I need to drive a 12m strip of APA102 RGB LEDs (144 per meter). I use a Raspberry Pi for this Job.
This LED driver IC (APA102) takes an SPI signal and hands it to the next LED in the series and so on. You can find the datasheet here with the circuit used on the strips I use shown on the last page: https://cdn-shop.adafruit.com/datasheets/APA102.pdf
I need to drive this LED strip at a rather high clock of 8MHz+ to get my desired frame rate. This is working fine until I hit about 10m. Then the LEDs start to show wrong colors, start to flicker or just do nothing at all. The setup starts working again if I lower the clock to 4 Mhz but this is too slow for my application.

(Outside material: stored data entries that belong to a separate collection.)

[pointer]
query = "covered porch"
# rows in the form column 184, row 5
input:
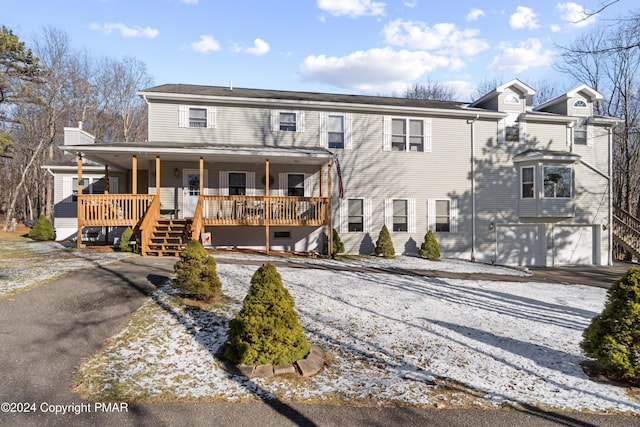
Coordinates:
column 181, row 202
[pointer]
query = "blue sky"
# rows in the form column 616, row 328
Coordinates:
column 343, row 46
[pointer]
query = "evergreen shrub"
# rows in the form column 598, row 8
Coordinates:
column 42, row 229
column 613, row 337
column 196, row 275
column 266, row 330
column 384, row 245
column 429, row 248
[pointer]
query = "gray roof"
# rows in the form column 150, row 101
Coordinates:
column 223, row 91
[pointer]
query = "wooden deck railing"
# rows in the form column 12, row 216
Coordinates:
column 112, row 209
column 148, row 224
column 260, row 210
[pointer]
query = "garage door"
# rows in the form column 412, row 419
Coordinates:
column 573, row 245
column 519, row 245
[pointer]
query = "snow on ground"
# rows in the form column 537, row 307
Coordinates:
column 390, row 339
column 25, row 263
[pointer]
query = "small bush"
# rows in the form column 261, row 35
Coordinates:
column 429, row 248
column 613, row 337
column 196, row 275
column 384, row 245
column 125, row 240
column 266, row 330
column 42, row 229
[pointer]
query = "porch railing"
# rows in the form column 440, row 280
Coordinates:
column 261, row 210
column 113, row 209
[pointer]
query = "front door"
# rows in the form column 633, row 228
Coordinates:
column 191, row 190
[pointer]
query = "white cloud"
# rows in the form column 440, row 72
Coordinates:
column 523, row 18
column 372, row 70
column 442, row 36
column 474, row 14
column 206, row 44
column 259, row 48
column 575, row 15
column 525, row 55
column 125, row 31
column 352, row 8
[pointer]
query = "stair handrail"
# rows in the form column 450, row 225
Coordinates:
column 196, row 227
column 146, row 227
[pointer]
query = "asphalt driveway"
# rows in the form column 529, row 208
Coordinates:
column 46, row 332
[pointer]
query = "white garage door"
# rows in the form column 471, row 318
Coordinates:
column 573, row 245
column 519, row 245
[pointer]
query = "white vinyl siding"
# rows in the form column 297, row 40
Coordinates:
column 184, row 116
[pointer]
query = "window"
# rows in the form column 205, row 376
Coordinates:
column 335, row 129
column 557, row 181
column 288, row 121
column 400, row 215
column 197, row 117
column 443, row 215
column 356, row 215
column 526, row 178
column 399, row 135
column 295, row 185
column 237, row 184
column 580, row 132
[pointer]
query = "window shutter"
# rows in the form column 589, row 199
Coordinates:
column 308, row 185
column 501, row 131
column 453, row 215
column 431, row 214
column 324, row 136
column 427, row 135
column 411, row 214
column 590, row 135
column 183, row 116
column 223, row 183
column 348, row 134
column 212, row 117
column 67, row 189
column 344, row 216
column 388, row 213
column 251, row 183
column 522, row 132
column 368, row 215
column 283, row 184
column 386, row 134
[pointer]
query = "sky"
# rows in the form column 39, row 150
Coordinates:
column 337, row 46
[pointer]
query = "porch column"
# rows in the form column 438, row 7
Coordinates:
column 158, row 176
column 329, row 228
column 79, row 208
column 134, row 174
column 267, row 206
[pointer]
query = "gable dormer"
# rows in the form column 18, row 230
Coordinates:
column 510, row 97
column 578, row 102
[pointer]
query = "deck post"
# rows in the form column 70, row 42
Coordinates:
column 79, row 208
column 267, row 206
column 329, row 229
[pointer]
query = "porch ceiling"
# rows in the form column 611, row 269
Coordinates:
column 119, row 155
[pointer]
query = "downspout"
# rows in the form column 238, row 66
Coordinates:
column 473, row 187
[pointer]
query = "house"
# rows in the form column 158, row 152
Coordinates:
column 497, row 180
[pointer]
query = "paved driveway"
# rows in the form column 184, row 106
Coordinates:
column 47, row 331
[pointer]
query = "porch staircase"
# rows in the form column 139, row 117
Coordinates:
column 626, row 232
column 169, row 237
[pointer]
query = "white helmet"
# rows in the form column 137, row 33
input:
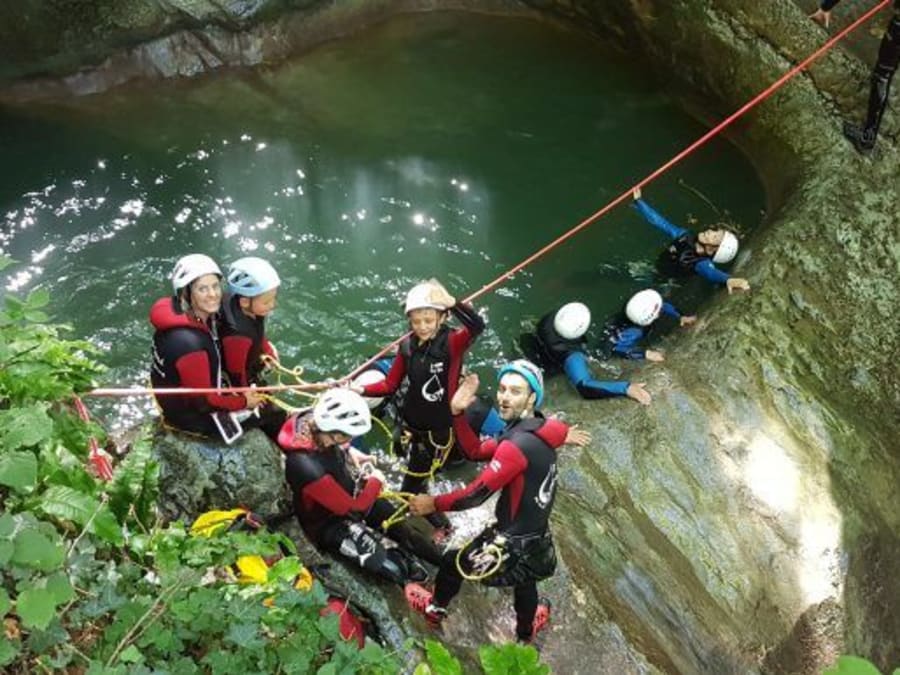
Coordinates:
column 192, row 267
column 644, row 307
column 419, row 297
column 342, row 410
column 727, row 249
column 366, row 377
column 572, row 320
column 251, row 277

I need to use 5V PSUs with insane amount of current (30A for this one strip, a larger setup with strips in parallel will use multiple 120A PSUs) and they show some horrible noise (200-300mV) on the 5v output.
So I was wondering if there is anything I can do to improve my signal integrity?
I have a guess that the noise of the power supply slowly degrades the signal as its "refreshed" everytime it goes through a LED. Atleast thats what I gather from the schematic in the datasheet. Attaching a 220uF cap to the power input on the LED strip improves the noise but it doesn't seem to have any affect on the signal degradation.
I understand that this is a bit of a ridiculous setup but I unfortunately don't have any other choice than to use this type of LEDs.
Edit: I feed power into the strip every meter, connecting directly to the PSU with 14AWG wire. So its probably not a power issue.
This is how clock (blue) and data (yellow) look on the scope after just ~60 LEDs.
This is after ~1500 LEDs. Purple is the 5V line.